Modeling Defect-Induced Phenomena

Abstract

Elucidation of dissociation mechanisms, energy localization, and transfer phenomena in the course of explosive decomposition of energetic materials (EMs) are central for understanding, controlling, and enhancing the performance of these materials as fuels, propellants, and explosives. Quality of energetic materials is often judged using two main parameters: sensitivity to detonation and its performance.

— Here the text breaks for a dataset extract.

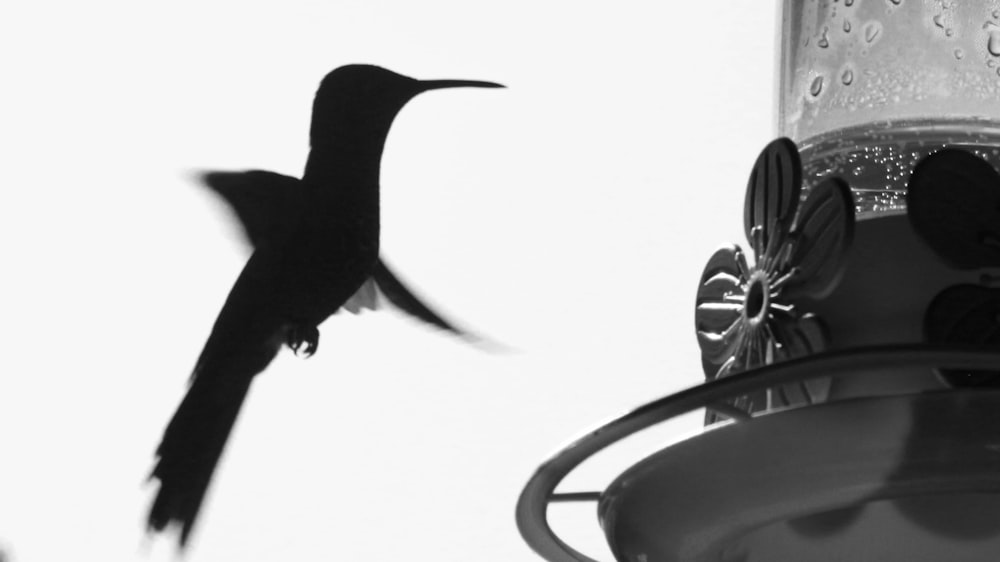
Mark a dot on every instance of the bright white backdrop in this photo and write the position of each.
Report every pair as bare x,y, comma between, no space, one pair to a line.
567,217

Low sensitivity is desired to make the material relatively stable to external stimuli, i.e., controllable and able of triggering rapid dissociation only when needed and not accidentally. Performance, on the other hand, is to be high to provide larger heat of the explosive reaction. These parameters do not necessarily correlate with each other and depend on many variables such as molecular and crystalline structures, history of samples, the particle size, crystal hardness and orientation, external stimuli, aging, storage conditions, and others. Mechanisms governing performance are fairly well understood whereas mechanisms of sensitivity are poorly known and need to be much more extensively studied. It is widely accepted though that the thermal decomposition reactions of the materials play a significant role in their sensitivity to mechanical stimuli and their explosive properties [1]. The decomposition of energetic materials can be initiated with a mechanical impact, thermal heating, a shock wave, or a spark. Such events in solids generate molecules in highly excited vibronic and/or electronic states. Clearly, the decomposition of solid explosives under shock, spark, laser, or plasma ignition must include contributions from both ground and excited electronic states. Excitation in the UV can markedly reduce the power requirements for detonation of some secondary explosives. Therefore, establishing the initial steps of high explosive (HE) decomposition is an important goal to pursue. Decomposition triggered by excited electronic states seems appealing because electronic excitation of the system to an unstable potential energy surface can result in rapid dissociation of a molecule and consequent chain reaction.